As the economy has recovered from the Great Recession, several states has reinstated requirements that people work or attend some kind of vocational training while receiving food stamps, officially known as Supplemental Nutrition Assistance Program. A new report from the White House found that receiving benefits doesn’t stop people working to begin with, The Huffington Post reported.
The White House Council of Economic Advisers said the use of SNAP helps reduce hunger and allows individuals and families climb out of poverty. SNAP also improves the health of juvenile recipients for the rest of their life, the report, released on Dec. 8, noted.
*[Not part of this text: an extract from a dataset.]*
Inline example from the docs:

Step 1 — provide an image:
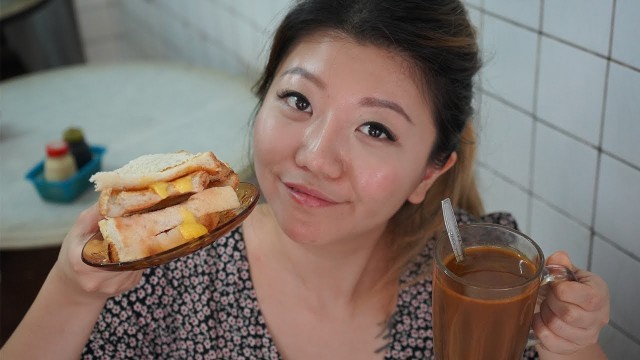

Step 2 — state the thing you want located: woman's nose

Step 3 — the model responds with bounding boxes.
[295,119,346,179]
The report also concluded that receiving food stamps doesn’t make people less likely to work or reduce their efforts. "The existing research suggests that the effects are either modest or negligible,” it read.
More than 45 million Americans receive SNAP benefits. "Among working-age adults, some are not working because they are the primary caregivers of young children or a disabled family member, and 22 percent are exempt from work due to disability, but a full 57 percent are either working or are unemployed and looking for work," the report reads.
Republicans are still critical of the program. Republican Rep. Mike Conaway of Texas, chairman of the House Agriculture Committee, noted that SNAP recipients lose their eligibility if they earn a certain amount of money.
"SNAP does not operate in a vacuum in lives of families, and we have heard repeatedly during our hearing series that when SNAP is combined with other programs, it can create a welfare cliff that is difficult to overcome,” he said. "Our welfare system should not be a trap that prevents individuals from pursuing work, achieving their potential, and climbing the economic ladder.”